A dog attack is a terrifying, painful experience. Depending on the dog’s size and strength, an attack can be fatal. A simple stroll through a neighborhood or park can change one’s life or worse. As long as man has lived with his ‘best friends,’ there have been occasional disfiguring or deadly consequences.
Those of us who love animals fault the dogs’ owners. Any dog will bite and owning one of the so-called aggressive breeds dictates greater vigilance and requires certain precautions.
Those who fear aggressive dogs such as pit bulls, Rottweilers, chows, etc. also place the blame on the dogs.

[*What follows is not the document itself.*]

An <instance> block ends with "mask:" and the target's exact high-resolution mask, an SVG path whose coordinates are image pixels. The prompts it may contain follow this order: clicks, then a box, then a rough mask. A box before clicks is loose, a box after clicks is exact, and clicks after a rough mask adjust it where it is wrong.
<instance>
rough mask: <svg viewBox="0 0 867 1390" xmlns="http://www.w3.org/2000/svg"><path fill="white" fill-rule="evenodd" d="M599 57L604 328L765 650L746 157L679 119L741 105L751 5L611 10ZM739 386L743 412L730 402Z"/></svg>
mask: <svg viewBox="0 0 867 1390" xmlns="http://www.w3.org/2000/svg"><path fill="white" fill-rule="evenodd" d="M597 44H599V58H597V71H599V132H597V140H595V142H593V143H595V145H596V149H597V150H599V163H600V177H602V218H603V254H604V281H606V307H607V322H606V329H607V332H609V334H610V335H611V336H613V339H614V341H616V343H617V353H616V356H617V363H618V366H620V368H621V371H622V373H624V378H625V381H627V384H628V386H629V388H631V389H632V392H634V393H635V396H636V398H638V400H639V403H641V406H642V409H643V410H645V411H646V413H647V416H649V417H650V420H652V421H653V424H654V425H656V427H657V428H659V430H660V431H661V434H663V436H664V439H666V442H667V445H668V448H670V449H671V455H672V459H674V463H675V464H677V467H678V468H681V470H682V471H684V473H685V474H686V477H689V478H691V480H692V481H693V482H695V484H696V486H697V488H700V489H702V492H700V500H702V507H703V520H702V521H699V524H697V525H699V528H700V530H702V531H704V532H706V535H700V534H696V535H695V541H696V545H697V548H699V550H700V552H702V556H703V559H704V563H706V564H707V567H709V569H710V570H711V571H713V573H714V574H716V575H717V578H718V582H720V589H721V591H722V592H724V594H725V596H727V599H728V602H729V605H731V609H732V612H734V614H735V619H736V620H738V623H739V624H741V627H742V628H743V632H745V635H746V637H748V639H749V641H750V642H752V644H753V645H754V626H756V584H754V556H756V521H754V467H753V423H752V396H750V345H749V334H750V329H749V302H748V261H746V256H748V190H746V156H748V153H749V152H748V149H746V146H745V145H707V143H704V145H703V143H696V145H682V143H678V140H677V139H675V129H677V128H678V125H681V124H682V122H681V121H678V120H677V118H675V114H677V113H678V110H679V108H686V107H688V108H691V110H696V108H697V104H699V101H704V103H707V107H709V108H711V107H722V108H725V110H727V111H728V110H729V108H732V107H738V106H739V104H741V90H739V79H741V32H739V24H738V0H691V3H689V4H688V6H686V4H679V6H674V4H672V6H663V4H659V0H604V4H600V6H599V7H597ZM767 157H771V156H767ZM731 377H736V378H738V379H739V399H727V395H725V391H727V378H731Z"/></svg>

Some cities such as Denver have banned pits, a powerful dog with an incredibly bad reputation.
In the past few months, Colorado Springs has had its share of pit bull attacks. Pit bulls or pit mixes have attacked babies, children and recently a man walking his dog.
All of the incidents have resulted in some asking why we don’t have an ordinance similar to Denver’s or stronger. Denver has one of the older, strongest pit bull laws in the U.S. The language of their ordinance is very clear: “It shall be unlawful for any person to own, possess, keep, exercise control over, maintain, harbor, transport, or sell within the city any pit bull.”
Pit bulls that are identified as such can be impounded and eventually expelled from the Denver city limits or destroyed. It should be noted that Denver’s ban has only resulted in a lot of dogs being euthanized and the rest going underground. There are still pit bulls in Denver. Like any law, the ban is violated by those who still favor the breed or those who just do not observe the law.
Personal accountability is obviously the key to a resolution, not a ban.
If Colorado Springs enacts its own ordinance, it should focus on the owners. They should be held responsible for their dogs’ behavior.
Some of the infrastructure for enforcement exists. In Colorado Springs, owners can be cited if a dog (any dog) attacks or bites someone without provocation.
The city shouldn’t try to reinvent the wheel. Several areas such as Milwaukee have dangerous dog ordinances that could be customized for use in the Springs. Specific licenses, precautions and consequences for violators are the basics most cities employ.